If rules around local network charges can be changed so that local producers and consumers just pay for the part of the grid that they use, Open Utility thinks the savings could run into £billions over the next ten years.
“One of our missions is to unlock local energy markets and the driver comes down to financial benefit.” CEO James Johnston told The Energyst.
“If there is a financial benefit, it will unlock the whole marketplace. So we have developed a change proposal that we will submit to Ofgem with Good Energy about a fairer way of paying for use of grid.
“If you are netting off locally – that is a generator supplying a consumer on the same local network – why should they pay for using the entire network? That is what they are paying for now. From our perspective, that is the key to unlocking the market. If we could secure this relatively small change… it could have a big impact.”
Johnston accepted that regulatory change was never easy, but the prize was worth the effort – and he believes distribution network operators (DNOs) may not be the losers should local charging regimes change.
“We are under no illusions that this would be quick. What we are focusing on now is the potential pain points that the DNOs currently have and how a system that rewarded local matching could actually benefit them.”
Johnston said that the “biggest problem” DNOs face over the next decade is reinforcing ageing infrastructure that must now cope with increasing congestion from distributed generation.
“If there was a more efficient way of rewarding local matching, incentivising systems to balance more effectively at a local level, you could arguably provide value to DNOs by avoiding reinforcement costs,” said Johnston. “So that is where we want to position this – not just a benefit for distributed generation and local consumers, but also the grid operators themselves.”

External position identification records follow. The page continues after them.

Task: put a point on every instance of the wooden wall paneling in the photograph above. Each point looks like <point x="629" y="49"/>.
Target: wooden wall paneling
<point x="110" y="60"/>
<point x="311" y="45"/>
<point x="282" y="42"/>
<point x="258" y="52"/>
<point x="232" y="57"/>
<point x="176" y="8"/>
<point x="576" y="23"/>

Johnston said that the trial – which involved generators including City of Cardiff Council, National Trust, Westmill Solar, Community Power Cornwall, Brixton Energy and consumers such as the Eden Project, Watergate Bay Hotel, Lancaster Co‐Housing, Benson Signs and BDP – had “proved that the peer-to-peer matching system worked”. It also suggested that businesses would buy local energy, even without financial incentives, he said, due to transparency of choice.
Johnston added that the next stage would be a “deeper dive” trial aiming to unlock financial savings by “joining the dots across the overall system”. He hopes to announce a further trial later this year.
See a summary of the first Piclo trial here. It was co-funded by Nominet Trust.
The Piclo platform takes in power price and consumer preference information and matches electricity demand and supply every half an hour. Customers can adjust their preferences via a web interface. Good Energy ensures that the marketplace is balanced, purchasing surplus power or providing 100% renewable top‐up when required.